Oesterreich: Ute Bock

It is not wise to establish a group of underprivileged people. Even if these people can, or are forced to, move back to their homeland, it is better that they learn something here.

— Ute Bock

Ute Bock worked professionally for many years as a social worker and educator. In the early 1990s, she started to take care of teenage immigrants. She also took in underage refugees from countries at war, who came to Austria on their own looking for asylum. Ute Bock was the last hope for many teenage immigrants for whom nobody else cared. Her small project has grown into a community of 50 apartments where over 200 people find a home. She has also provided a legal address and legal aid for more than 1000 immigrants so that they can pursue their asylum procedures.

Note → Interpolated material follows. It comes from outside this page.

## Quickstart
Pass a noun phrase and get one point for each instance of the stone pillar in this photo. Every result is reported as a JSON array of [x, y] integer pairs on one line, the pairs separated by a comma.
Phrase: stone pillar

A note on the door, written with highlighter, announces: “This way to Mama Bock.” Two dozen Africans are squeezed into the tiny storefront quarters on Zollergasse in Vienna. Some are at computers surfing the Internet while others are sitting around shooting the breeze. “Mama Bock” is an address for them, a place where they hope to find refuge, shelter, or where they have already been given help. Ute Bock was a social worker even before such a word had been coined. In those days, they were called something like “tutor.” Nearly a hundred homeless people seeking asylum, by far most from Africa, have been given shelter in apartments that Ute Bock has rented at her own personal expense. The majority of those seeking asylum in Austria receive neither room nor board, nor medical care from the state, not to mention work permits. Ute Bock, a spirited retiree, has rented apartments for them. Each and every month, she pays on average 10,000 euros for rent, gas, and electricity. Not that Ute Bock ever wanted to become what she is now! “Mama Africa” is what TV-broadcasters call her. “Grande Dame of the Outcasts” is one of the other names the media uses. She often is not so kindly received when, for instance, she is riding the streetcar, for it is not very seldom that she hears herself being cursed at as “Niggermama” by some of her fellow Viennese. And that for someone who cannot stand reggae! But now she hears African rhythm on and on in the little storefront headquarters. She jests, “You are upping the penalty!” when a group of young Africans join in and chant along to Bob Marley’s “Get Up! Stand Up!” African cuisine? “Never tried it.” She has also missed some other things: “I never got around to starting a family.” No, but what she does have are about a thousand men who call her “Mama.”